# Ragtime Model T



## T.J. Martin (Mar 2, 2015)

Hey folks! New to the group, but definitely not new to the business. I'm looking to rent a Model T for an upcoming run of Ragtime. I was going to build one myself, but I just don't have the time at this point. Any leads that you may have would be great.


----------



## Amiers (Mar 2, 2015)

Whats your location. The last theatre I was at we built a replica with an electric motor in it.

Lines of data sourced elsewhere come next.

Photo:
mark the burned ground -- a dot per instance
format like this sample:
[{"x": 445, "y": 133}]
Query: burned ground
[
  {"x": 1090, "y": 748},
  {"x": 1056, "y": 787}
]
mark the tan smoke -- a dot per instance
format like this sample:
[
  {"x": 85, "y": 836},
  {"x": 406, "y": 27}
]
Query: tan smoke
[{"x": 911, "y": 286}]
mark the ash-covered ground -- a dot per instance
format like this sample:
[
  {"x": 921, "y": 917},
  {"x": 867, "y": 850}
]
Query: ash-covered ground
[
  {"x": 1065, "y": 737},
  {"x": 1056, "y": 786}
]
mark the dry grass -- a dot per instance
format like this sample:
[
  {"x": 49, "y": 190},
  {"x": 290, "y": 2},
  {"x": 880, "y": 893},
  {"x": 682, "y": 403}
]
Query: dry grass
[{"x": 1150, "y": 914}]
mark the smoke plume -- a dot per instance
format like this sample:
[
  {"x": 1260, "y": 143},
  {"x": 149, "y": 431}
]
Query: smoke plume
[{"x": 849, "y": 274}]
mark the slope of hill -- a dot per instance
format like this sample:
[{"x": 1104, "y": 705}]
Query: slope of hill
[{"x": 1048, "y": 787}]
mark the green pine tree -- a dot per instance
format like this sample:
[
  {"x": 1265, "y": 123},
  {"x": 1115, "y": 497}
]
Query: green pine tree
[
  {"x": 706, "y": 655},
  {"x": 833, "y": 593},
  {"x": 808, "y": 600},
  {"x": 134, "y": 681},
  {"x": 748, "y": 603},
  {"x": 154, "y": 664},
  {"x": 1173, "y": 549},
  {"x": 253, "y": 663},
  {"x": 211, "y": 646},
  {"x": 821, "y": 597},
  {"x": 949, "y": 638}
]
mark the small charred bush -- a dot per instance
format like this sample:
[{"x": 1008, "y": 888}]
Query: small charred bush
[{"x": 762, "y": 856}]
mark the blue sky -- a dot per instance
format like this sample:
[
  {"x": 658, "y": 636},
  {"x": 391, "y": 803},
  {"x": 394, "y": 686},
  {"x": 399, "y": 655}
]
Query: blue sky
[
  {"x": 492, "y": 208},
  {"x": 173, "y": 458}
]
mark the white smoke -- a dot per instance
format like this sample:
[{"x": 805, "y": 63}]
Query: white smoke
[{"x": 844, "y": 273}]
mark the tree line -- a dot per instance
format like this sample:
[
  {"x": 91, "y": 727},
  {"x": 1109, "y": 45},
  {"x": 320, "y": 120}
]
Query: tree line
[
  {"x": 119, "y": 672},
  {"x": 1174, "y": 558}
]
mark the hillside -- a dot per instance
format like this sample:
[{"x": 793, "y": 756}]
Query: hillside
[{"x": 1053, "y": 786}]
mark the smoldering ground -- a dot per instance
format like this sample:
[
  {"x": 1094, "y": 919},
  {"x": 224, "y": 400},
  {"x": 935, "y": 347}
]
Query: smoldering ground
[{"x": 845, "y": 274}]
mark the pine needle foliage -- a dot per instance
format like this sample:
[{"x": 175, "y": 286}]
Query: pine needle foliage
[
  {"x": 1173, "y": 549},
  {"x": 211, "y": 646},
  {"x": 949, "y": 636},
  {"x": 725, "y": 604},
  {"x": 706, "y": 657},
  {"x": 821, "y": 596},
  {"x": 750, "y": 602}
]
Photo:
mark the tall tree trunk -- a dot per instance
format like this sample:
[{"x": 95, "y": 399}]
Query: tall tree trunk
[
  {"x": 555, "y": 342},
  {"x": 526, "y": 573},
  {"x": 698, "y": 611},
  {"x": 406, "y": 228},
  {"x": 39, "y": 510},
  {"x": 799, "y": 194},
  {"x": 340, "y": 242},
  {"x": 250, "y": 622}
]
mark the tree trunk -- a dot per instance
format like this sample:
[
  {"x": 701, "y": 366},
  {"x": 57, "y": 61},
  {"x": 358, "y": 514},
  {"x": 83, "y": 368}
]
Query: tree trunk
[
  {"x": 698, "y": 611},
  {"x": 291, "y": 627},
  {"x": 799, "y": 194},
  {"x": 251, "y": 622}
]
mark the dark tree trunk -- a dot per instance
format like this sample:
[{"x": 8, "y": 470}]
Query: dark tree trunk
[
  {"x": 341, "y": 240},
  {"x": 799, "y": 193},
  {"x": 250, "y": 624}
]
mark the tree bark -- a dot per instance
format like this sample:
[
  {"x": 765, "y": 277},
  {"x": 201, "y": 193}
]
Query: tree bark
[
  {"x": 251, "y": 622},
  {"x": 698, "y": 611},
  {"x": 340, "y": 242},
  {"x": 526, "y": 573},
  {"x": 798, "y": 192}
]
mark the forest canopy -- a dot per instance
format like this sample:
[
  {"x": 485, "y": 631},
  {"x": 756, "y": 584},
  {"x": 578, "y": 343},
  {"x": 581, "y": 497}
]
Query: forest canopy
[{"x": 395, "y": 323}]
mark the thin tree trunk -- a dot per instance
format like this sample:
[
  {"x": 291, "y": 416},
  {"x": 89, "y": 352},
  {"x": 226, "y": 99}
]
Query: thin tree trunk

Its big and you will need a trailer.


----------



## T.J. Martin (Mar 2, 2015)

Savannah, GA. I don't suppose that theatre is about a days drive?


----------



## Amiers (Mar 2, 2015)

lol nope. Its in northern IL. I doubt you would want to rent from that far away.


----------



## T.J. Martin (Mar 2, 2015)

Ha! You would be correct. But, thanks anyway.


----------



## TheaterEd (Mar 2, 2015)

I'd call up FSU They just wrapped might not be to late.
http://theatre.fsu.edu/Performance-Season/Ragtime

if they are a no go, search for local theaters that have done ragtime. This isn't something that I would want to just throw away if I built it.


----------



## T.J. Martin (Mar 2, 2015)

I've been in touch with FSU and am working on a solution to get their rig to work in my space. I appreciate the heads up.


----------